# Dataset Files

Sometimes your plugin/applet will need to include specialized data in order to operate. Some examples of data which a plugin might rely on are:

* New Concepts and ReferenceTerms for standardized vocabulary
* New Materials and ManufacturedMaterials which are used/distributed by the application
* New Places or Organizations which support a particular plugin.

## Dataset Files

All data in SanteDB's datastore can be distributed in the form of a data set. A data set file is a special file which contains a series of RIM objects (serialized in HDSI XML format) and instructions on how the RIM object should be treated.

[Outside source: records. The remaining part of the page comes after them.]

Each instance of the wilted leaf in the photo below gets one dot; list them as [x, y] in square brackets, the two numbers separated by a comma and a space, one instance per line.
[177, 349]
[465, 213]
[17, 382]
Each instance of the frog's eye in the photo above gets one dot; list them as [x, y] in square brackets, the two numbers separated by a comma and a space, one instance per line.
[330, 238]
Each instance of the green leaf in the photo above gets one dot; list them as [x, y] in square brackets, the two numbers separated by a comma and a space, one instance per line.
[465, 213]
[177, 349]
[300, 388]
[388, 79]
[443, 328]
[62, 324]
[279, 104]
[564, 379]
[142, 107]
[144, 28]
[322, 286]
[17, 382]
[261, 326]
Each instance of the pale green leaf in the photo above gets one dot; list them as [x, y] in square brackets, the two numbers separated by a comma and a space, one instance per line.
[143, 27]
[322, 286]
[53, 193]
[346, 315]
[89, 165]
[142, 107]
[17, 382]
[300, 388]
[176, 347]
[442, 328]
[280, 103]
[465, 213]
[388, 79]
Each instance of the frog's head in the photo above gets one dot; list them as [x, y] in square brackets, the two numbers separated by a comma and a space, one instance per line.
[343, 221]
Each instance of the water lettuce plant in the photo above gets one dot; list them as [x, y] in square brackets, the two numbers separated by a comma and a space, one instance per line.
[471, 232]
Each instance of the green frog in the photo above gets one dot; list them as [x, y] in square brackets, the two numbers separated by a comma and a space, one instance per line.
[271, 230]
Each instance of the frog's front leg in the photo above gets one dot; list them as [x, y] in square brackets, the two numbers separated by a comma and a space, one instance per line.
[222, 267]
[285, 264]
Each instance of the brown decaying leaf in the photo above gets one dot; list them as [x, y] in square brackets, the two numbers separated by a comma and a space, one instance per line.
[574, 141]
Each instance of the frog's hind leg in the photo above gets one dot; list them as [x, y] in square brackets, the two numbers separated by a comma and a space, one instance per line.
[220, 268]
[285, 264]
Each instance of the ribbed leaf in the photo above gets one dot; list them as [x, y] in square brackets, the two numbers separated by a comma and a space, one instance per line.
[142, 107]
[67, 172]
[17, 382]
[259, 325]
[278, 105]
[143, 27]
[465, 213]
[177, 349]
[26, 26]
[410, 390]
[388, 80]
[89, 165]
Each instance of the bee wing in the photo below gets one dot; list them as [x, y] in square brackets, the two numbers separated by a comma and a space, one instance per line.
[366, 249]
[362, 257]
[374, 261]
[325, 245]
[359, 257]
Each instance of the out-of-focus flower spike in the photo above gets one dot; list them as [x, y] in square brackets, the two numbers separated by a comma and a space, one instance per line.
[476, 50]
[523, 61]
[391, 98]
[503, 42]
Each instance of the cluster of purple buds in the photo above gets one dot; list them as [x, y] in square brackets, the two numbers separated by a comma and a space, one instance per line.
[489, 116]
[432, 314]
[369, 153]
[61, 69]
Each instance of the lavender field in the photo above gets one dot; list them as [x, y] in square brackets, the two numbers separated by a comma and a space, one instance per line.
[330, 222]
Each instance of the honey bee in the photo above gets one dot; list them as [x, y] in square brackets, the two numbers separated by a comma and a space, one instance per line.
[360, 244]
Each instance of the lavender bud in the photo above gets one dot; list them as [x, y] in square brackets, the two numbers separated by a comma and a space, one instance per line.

Dataset files should be placed in the **data/** folder of your applet (if you're distributing via applet) or should be copied into the **data/** folder of the SanteDB server on installation (if you're distributing via .NET installer).

The structure of a dataset file is as follows:

```markup
<?xml version="1.0" encoding="utf-8" ?>
<dataset xmlns="http://santedb.org/data" 
    xmlns:xsi="http://www.w3.org/2001/XMLSchema-instance" 
    id="My Super Cool Dataset">
  <update insertIfNotExists="false" skipIfError="false">
    <!-- Model Object -->
  </update>
  <insert updateIfExists="false" skipIfError="false">
    <!-- Model Object -->
  </insert>
</dataset>
```

The two options for dataset manipulation are:

* **insert -** Used to perform an insert on the database. Installation of the data is considered "FAILED" if the object already exists or is detected to be a duplicate. The @updateIfExists key is only used if an insertion was attempted and a duplicate primary key was detected. It does not check classifiers.
* **update** - Used to perform a lookup by classifier / key and update the object. If an object does not exist, or a classifier key does not exist and @insertIfNotExists is true, then an insert is done. Typically this operation is safer than insert, but is slower.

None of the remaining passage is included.